I did not appear at that morning meal. I was exhausted and drugged with lack of sleep. I had a moment with Snap, to tell him what had occurred. Then I sought out Carter. He had his little chart-room insulated. And we were cautious. I told him what Snap and I had learned: the Gamma rays from the moon, proving that Grantline had concentrated a considerable ore-body. I also told him the message from Grantline.

“We’ll stop on the way back, as he directs, Gregg.” He bent closer to me. “At Ferrok-Shahn I’m going to bring back a cordon of Interplanetary Police. The secret will be out, of course, when once we stop at the moon. We have no right, even now, to be flying this vessel as unguarded as it is.”

He was very solemn. And he was grim when I told him of the invisible eavesdropper.

“You think he overheard Grantline’s message?”

“I don’t know,” I said.

“Who was it? You seem to feel it was George Prince?”

“Yes.”

321

I was convinced that the prowler had gone into A 20. When I mentioned the purser, who seemed to have been watching me earlier in the night, and again was sitting in the smoking room when the eavesdropper fled past, Carter looked startled.

“Johnson is all right, Gregg.”

“Is he? Does he know anything about this Grantline affair?”

“No––no,” said the captain hastily. “You haven’t mentioned it, have you?”

“Of course I haven’t. I’ve been wondering why Johnson didn’t hear that eavesdropper. I could hear him when I was chasing him. But Johnson sat perfectly unmoved and let him go by. What was he sitting there for, anyway, at that hour of the morning?”

“You’re too suspicious, Gregg. Overwrought. But you’re right––we can’t be too careful. I’m going to have that Prince suite searched when I catch it unoccupied. Passengers don’t ordinarily travel with invisible cloaks. Go to bed, Gregg––you need a rest.”

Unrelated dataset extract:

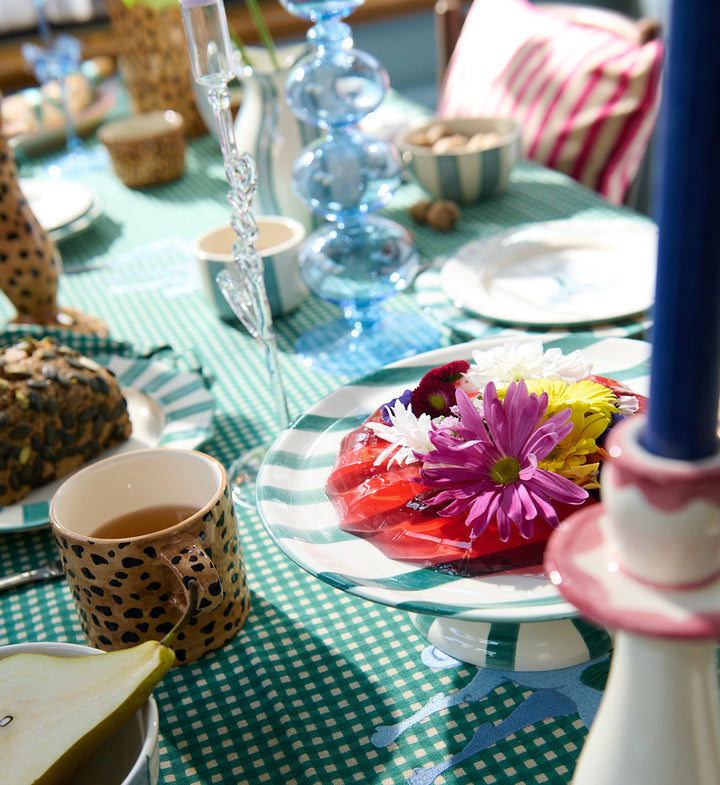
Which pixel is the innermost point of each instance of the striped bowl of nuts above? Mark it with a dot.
(461, 159)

I went to my cabin. It was located aft, on the stern deck-space, near the stern watch-tower. A small metal room, with a desk, a chair and bunk. I made sure no one was in it. I sealed the lattice grill and the door, set the alarm trigger against any opening of them, and went to bed.

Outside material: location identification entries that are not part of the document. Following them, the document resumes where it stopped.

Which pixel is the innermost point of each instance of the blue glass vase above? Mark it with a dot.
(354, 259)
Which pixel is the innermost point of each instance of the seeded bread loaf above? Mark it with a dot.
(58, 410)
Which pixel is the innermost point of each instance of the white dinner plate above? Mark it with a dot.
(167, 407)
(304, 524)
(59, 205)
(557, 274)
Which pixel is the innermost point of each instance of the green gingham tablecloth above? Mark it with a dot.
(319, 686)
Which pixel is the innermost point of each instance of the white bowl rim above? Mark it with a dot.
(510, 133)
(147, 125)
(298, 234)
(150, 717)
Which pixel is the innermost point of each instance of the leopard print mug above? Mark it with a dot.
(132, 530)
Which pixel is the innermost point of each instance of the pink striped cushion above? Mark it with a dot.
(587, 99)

The siren for the mid-day meal awakened me. I had slept heavily. I felt refreshed. And hungry.

I found the passengers already assembled at my table when I arrived in the dining salon. It was a low-vaulted metal room of blue and yellow tube-lights. At the sides its oval windows showed the deck, with its ports of the dome-side, through which a vista of the starry firmament was visible. We were well on our course to Mars. The moon had dwindled to a pin-point of light beside the crescent earth. And behind them our sun blazed, visually the largest orb in the heavens. It was some sixty-eight million miles from the earth to Mars, this voyage. A flight, under ordinary circumstances, of some ten days.

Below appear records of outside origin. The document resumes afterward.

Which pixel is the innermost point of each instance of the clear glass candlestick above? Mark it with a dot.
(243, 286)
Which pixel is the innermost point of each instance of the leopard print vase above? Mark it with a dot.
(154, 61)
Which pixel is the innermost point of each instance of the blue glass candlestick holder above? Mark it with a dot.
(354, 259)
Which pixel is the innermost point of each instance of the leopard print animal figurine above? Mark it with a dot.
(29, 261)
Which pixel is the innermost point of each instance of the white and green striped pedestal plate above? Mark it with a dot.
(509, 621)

There were five tables in the dining salon, each with eight seats. Snap and I had one of the tables. We sat at the ends, with three passengers on each of the sides.

Snap was in his seat when I arrived. He eyed me down the length of the table.

“Good morning, Gregg. We missed you at breakfast. Not pressure-sick, I hope?”

There were three passengers already seated at our table––all men. Snap, in a gay mood, introduced me.

“This is our third officer, Gregg Haljan. Big, handsome fellow, isn’t he? And as pleasant as he is good-looking. Gregg, this is Sero Ob Hahn.”

I met the keen, dark-eyed somber gaze of a Venus man of middle age. A small, slim, graceful man, with sleek black hair. His pointed face, accentuated by the pointed beard, was pallid. He wore a white and purple robe; upon his breast was a huge platinum ornament, a device like a star and cross entwined.

“I am happy to meet you, sir.” His voice was soft and sleek.

“Ob Hahn,” I repeated. “I should have heard of you, no doubt.